Off topic: what’s the difference b/ codeberg and github,gitlab,bitbucket?

What does it mean “free”?

If github not an option, host your own gitea. How switching domains will help?


Codeberg is a hosted gitea for open source only. The advantages are:

- Hosted in Europe and held to EU privacy laws

- Does not require consenting to copilot training on your code

- Maintained by a non-profit so immune from the "We need to make money so we're going proprietary" trend

- Faster than Gitlab.com

The disadvantages are:

- Open source only. This isn't for your private proprietary projects, they do allow "some exceptions" but this is for things like the terraform config for your project website when the rest of the project is on codeberg anyway, rather than open core or "I have my open and closed projects in the one place"


> Maintained by a non-profit so immune from the "We need to make money so we're going proprietary" trend

In principle you are right, but there are regulatory capture scenarios that can undermine that so it is still important to keep paying attention. Speaking as someone who is still baffled by how Mozilla fired I-don't-know-how-many people while still paying the top board members millions a year.

Non-profits are still better than any other currently existing legal construction I can think of though


Are you by any chance making a confusion between the Mozilla Corporation and the Mozilla Foundation? The former is the for profit organization that pays most of the developers of the browser and adjacent projects. The foundation is largely meaningless at this point (in my opinion) and serves little purpose outside of providing a good PR talking point.


If I am then that is only by their own design of splitting these things, don't blame me for that.


> - Does not require consenting to copilot training on your code

What's to stop Microsoft from training it on code outside of Github?


> Hosted in Europe and held to EU privacy laws

Not only hosted in EU, but also by a EU legal entity. This is an important distinction under GDPR.


Unlike Github they're entirely open source and they're registered as an e.V. (eingetragener Verein), the German version of a non-profit volunteer association that generally cannot engage in commercial activities.


Not everyone can afford to self host a secure Gitea. Codeberg is a non-profit (German e.V.) that is a libre alternative to github/gitlab/bitbucket and has special focus on privacy and data protection. A close example would be OSM foundation.

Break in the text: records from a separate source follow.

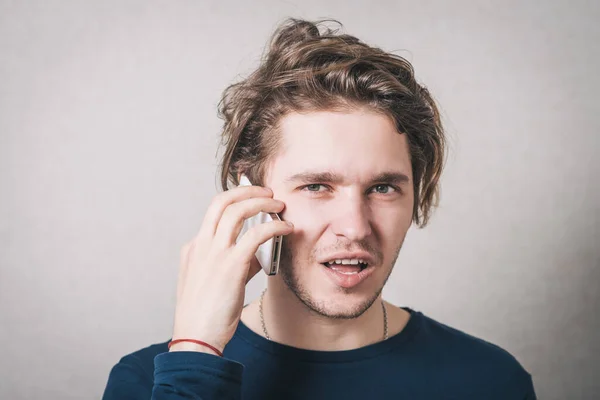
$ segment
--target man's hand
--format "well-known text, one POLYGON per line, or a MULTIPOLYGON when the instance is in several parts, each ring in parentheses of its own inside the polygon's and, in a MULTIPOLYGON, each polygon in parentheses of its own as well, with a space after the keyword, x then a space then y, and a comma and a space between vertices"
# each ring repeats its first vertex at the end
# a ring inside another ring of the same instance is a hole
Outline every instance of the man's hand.
MULTIPOLYGON (((284 203, 270 189, 237 187, 218 194, 196 237, 181 249, 173 340, 196 339, 219 350, 231 340, 242 313, 246 283, 260 270, 258 247, 291 224, 272 221, 248 230, 236 244, 244 220, 262 212, 281 212, 284 203)), ((171 351, 211 350, 177 343, 171 351)))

> Not everyone can afford to self host a secure Gitea.

..what??


A VPS to do that is $120/yr. While nothing for a professionally employed software developer in the west, some of us contributed to open source back when we were broke high schoolers and would like the current generation to be able to also, while others have less fortunate economic situations.

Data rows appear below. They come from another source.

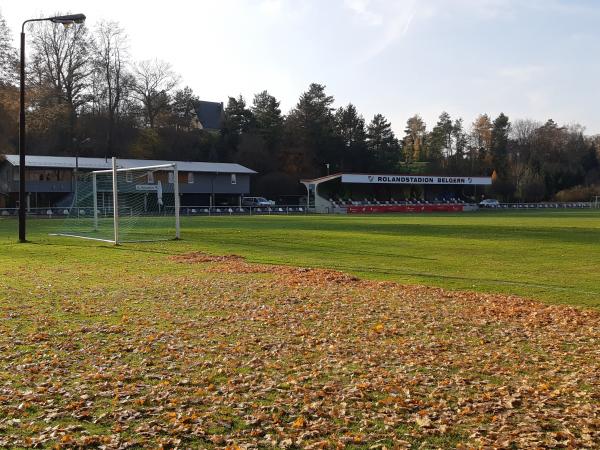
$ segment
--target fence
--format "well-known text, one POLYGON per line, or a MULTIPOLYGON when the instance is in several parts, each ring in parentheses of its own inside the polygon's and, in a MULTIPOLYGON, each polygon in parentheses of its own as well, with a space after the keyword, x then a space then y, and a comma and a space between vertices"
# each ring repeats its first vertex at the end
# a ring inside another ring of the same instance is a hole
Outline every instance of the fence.
MULTIPOLYGON (((133 208, 119 208, 121 215, 132 215, 134 213, 133 208)), ((98 208, 98 215, 100 217, 112 217, 112 208, 98 208)), ((0 208, 0 217, 18 217, 19 208, 0 208)), ((27 210, 28 217, 44 217, 48 219, 53 218, 65 218, 65 217, 94 217, 94 210, 92 208, 29 208, 27 210)))
MULTIPOLYGON (((360 204, 336 206, 333 212, 348 214, 366 213, 418 213, 418 212, 463 212, 478 209, 590 209, 592 202, 544 202, 544 203, 497 203, 476 205, 474 203, 429 203, 429 202, 396 202, 396 204, 360 204)), ((328 210, 329 212, 329 210, 328 210)))
MULTIPOLYGON (((173 210, 172 206, 165 207, 166 211, 173 210)), ((153 212, 140 212, 132 208, 119 208, 120 215, 155 216, 153 212)), ((179 210, 181 216, 233 216, 233 215, 286 215, 306 214, 308 211, 304 205, 281 205, 281 206, 182 206, 179 210)), ((0 208, 0 217, 18 217, 18 208, 0 208)), ((112 217, 112 208, 98 208, 98 216, 112 217)), ((164 215, 164 214, 162 214, 164 215)), ((65 218, 65 217, 93 217, 92 208, 30 208, 28 217, 38 218, 65 218)))
POLYGON ((306 214, 305 205, 279 206, 182 206, 181 216, 286 215, 306 214))
POLYGON ((498 203, 480 206, 481 209, 590 209, 593 202, 498 203))
MULTIPOLYGON (((454 210, 453 206, 460 206, 461 208, 471 205, 404 205, 404 208, 397 207, 397 211, 389 207, 389 211, 385 212, 420 212, 424 211, 424 207, 430 207, 432 211, 438 209, 454 210), (441 209, 440 209, 441 208, 441 209), (402 209, 402 211, 400 211, 402 209), (406 210, 406 211, 405 211, 406 210)), ((475 205, 472 205, 475 208, 475 205)), ((549 202, 549 203, 499 203, 497 205, 486 205, 480 206, 480 209, 485 210, 506 210, 506 209, 591 209, 598 208, 600 205, 597 202, 549 202)), ((166 210, 172 210, 172 206, 167 206, 166 210)), ((381 205, 354 205, 345 208, 332 209, 329 213, 334 212, 351 212, 351 213, 365 213, 365 212, 384 212, 385 209, 381 205), (342 211, 344 210, 344 211, 342 211)), ((464 208, 467 210, 467 208, 464 208)), ((153 212, 140 212, 133 208, 119 208, 122 216, 126 215, 138 215, 138 216, 156 216, 153 212)), ((429 210, 429 209, 427 209, 429 210)), ((182 206, 180 209, 180 216, 252 216, 252 215, 290 215, 290 214, 307 214, 309 213, 305 205, 280 205, 280 206, 182 206)), ((18 208, 0 208, 0 218, 18 217, 18 208)), ((27 216, 38 217, 38 218, 65 218, 65 217, 93 217, 94 212, 92 208, 30 208, 27 211, 27 216)), ((100 217, 112 217, 112 208, 98 208, 98 216, 100 217)), ((161 214, 164 215, 164 214, 161 214)))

Also let's say 4 hours/month of amortised maintenence. Some people just aren't willing to spend that time, and while I self host a lot, I can't blame them


> A VPS to do that is $120/yr

Minor nitpick: I've been running gitea on a $5/mo VPS for a few dozen personal projects and it's incredibly performant. I was also a starving student once and I appreciated the people who supported open source before me. Now I support dozens (with time AND money) as well!

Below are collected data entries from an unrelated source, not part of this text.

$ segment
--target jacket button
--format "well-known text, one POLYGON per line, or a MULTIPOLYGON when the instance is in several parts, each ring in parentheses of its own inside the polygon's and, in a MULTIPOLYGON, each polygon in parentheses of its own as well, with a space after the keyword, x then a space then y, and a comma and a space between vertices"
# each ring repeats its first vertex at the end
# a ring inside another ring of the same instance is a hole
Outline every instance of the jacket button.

Also, maybe aliquot's question was more about the "secure"?


I’m running a Gitea instance (along with other stuff) on a $3.25 per month ($39 per year) VPS with zero maintenance thanks to Debian security auto-updates and Certbot.

Alternatively, you could use a RasPi, or whatever hardware you have at home, with a free DynDNS service.


It is based in Germany, thus entirely immune to DMCA takedowns.

Note: codeberg was founded by a developer who received a DMCA takedown on GitHub.